The judge, who handed down her findings from last year’s trial in Brisbane on Wednesday, found that the company was insolvent at least five days before it went into voluntary administration.
The nickel and cobalt refinery in Townsville collapsed in January 2016, leaving 800 people jobless and creditors chasing hundreds of millions of dollars.
Justice Mullins found that two transactions entered into by QNI with two Palmer-owned entities five days before the appointment of administrators were uncommercial and voidable. The transactions, worth $135m, with Galilee Basin mining operations Waratah Coal and China First effectively put them ahead of other creditors.
In ordering the transactions voidable, Justice Mullins said the matter would return to court to determine whether any relief should be ordered.
In a statement released after the judgment was delivered, Mr Palmer claimed victory and said the general purpose liquidators — FTI Consulting — would not be getting the money they were chasing to pay back their funder, Vannin Capital.
“It’s clear all payments from Queensland Nickel have been paid properly for the purpose of that business,” Mr Palmer said.
He said he would consider launching a “$50m” legal case against the liquidators. The liquidators said they were “reviewing the matter and considering their response to the judgment”.
The bulk of QNI’s creditors, including taxpayers who funded a $70m entitlement guarantee scheme, were paid out last year when Mr Palmer settled claims made by the government-appointed special purpose liquidator for about $90m.
The general purpose liquidator continued to press its claim, hoping to recoup $102m transferred to Mineralogy via forgiven loans.
Justice Mullins found the common practice of QNI paying money from its bank accounts to cover Mineralogy’s expenses was done on behalf of the joint venture partners, and not a loan from QNI. She said the practice was a “tax-effective” way to disburse the funds of the joint venture partners “to a company with the same ultimate owner”.
The judge’s dismissal of the claim could render moot her decision that the Waratah Coal and China First transactions were void.
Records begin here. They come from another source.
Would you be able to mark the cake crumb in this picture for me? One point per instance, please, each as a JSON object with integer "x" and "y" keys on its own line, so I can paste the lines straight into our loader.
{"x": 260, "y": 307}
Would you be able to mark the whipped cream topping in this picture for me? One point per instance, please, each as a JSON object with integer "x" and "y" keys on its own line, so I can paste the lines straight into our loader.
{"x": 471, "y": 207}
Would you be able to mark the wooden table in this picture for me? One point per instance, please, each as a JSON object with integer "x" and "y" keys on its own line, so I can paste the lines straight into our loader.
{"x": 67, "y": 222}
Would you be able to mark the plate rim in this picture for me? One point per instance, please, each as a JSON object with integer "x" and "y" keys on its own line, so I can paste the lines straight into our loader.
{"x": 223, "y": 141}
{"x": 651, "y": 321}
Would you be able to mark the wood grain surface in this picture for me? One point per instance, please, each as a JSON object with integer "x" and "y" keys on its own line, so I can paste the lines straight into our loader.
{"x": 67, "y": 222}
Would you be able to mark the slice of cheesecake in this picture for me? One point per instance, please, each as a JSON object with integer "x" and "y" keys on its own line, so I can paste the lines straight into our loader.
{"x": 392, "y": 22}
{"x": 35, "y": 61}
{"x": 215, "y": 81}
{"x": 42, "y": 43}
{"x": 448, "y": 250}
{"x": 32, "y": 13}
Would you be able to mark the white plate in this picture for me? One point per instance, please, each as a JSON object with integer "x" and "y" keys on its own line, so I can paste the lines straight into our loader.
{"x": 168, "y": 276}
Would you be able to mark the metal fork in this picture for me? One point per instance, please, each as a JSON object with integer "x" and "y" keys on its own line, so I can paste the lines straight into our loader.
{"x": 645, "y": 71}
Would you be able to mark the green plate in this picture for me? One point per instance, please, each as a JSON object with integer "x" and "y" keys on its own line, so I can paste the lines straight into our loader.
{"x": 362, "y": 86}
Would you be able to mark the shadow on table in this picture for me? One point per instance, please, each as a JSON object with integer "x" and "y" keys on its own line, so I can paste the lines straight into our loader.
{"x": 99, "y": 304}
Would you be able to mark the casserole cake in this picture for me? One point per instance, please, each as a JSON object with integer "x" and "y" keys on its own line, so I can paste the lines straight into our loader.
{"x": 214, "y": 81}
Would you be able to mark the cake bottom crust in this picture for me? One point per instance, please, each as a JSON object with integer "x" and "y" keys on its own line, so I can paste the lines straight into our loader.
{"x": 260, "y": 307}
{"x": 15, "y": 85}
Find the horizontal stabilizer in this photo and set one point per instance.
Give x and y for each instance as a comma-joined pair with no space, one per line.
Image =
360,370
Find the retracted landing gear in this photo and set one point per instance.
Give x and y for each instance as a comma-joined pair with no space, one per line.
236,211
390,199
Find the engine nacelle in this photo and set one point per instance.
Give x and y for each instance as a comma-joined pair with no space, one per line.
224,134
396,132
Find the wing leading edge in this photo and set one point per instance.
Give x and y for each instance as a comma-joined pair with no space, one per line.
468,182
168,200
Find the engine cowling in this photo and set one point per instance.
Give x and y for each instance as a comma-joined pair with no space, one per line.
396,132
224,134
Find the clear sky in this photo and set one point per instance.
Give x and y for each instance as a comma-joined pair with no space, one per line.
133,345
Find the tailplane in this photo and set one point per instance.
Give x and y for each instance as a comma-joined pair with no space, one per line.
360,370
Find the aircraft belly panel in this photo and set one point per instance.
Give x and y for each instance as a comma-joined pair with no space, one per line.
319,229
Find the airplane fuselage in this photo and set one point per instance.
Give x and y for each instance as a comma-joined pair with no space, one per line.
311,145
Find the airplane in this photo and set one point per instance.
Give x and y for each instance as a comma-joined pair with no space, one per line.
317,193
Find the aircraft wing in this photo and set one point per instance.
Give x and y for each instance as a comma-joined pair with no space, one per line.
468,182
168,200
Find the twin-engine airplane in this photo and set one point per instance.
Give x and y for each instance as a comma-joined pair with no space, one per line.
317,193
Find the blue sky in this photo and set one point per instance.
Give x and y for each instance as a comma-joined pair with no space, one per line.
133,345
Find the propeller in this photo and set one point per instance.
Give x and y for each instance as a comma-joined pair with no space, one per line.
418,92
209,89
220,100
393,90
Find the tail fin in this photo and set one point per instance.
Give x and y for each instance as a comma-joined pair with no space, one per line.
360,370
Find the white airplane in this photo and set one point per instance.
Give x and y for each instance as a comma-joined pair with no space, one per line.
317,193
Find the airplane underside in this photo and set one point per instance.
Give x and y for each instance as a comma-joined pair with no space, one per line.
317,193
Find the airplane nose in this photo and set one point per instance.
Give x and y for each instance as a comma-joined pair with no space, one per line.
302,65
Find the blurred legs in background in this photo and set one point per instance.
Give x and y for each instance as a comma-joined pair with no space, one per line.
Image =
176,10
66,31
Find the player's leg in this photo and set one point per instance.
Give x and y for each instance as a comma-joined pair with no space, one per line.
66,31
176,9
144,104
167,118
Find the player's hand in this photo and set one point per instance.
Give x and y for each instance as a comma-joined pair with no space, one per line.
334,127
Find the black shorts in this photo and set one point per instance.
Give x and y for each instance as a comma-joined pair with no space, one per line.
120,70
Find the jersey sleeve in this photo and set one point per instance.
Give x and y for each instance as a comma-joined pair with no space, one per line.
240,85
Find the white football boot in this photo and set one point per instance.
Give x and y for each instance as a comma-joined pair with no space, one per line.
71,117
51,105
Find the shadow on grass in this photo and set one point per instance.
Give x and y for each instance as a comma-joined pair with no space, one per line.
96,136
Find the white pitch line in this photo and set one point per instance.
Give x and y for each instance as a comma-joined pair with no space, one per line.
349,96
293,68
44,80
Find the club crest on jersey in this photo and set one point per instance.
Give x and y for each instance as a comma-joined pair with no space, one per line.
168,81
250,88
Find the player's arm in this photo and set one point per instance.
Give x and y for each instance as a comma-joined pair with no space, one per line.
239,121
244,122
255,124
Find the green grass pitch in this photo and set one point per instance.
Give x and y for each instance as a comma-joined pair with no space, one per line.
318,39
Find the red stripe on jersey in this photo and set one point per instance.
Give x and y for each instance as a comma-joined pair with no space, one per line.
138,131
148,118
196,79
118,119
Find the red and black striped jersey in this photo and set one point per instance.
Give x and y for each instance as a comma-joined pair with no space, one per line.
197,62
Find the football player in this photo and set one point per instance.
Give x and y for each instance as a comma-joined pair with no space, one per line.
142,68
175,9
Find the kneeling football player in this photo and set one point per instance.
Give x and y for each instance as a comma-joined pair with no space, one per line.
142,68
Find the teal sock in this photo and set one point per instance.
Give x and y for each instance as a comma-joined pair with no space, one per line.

The China First transaction, entered into five days before administrators were appointed, was a share subscription agreement for two billion shares in the coalmine project for $135m, payable from December 31, 2017.
When QNI went into voluntary administration, China First became a creditor for $135m.
The second transaction was a $US100m security deed with Waratah Coal.
Mr Palmer’s companies claimed the transactions were commercially beneficial to QNI because they could be used as security to borrow money to satisfy companies chasing QNI for debt.
During the trial, an expert witness for the liquidators said the China First shares at the time had no market value. Mr Palmer’s companies claimed the transactions were done in a late effort to allay rail freight company Aurizon, which gave QNI until January 18 to pay $28m. Aurizon ultimately rejected the security offered by the mining tenements.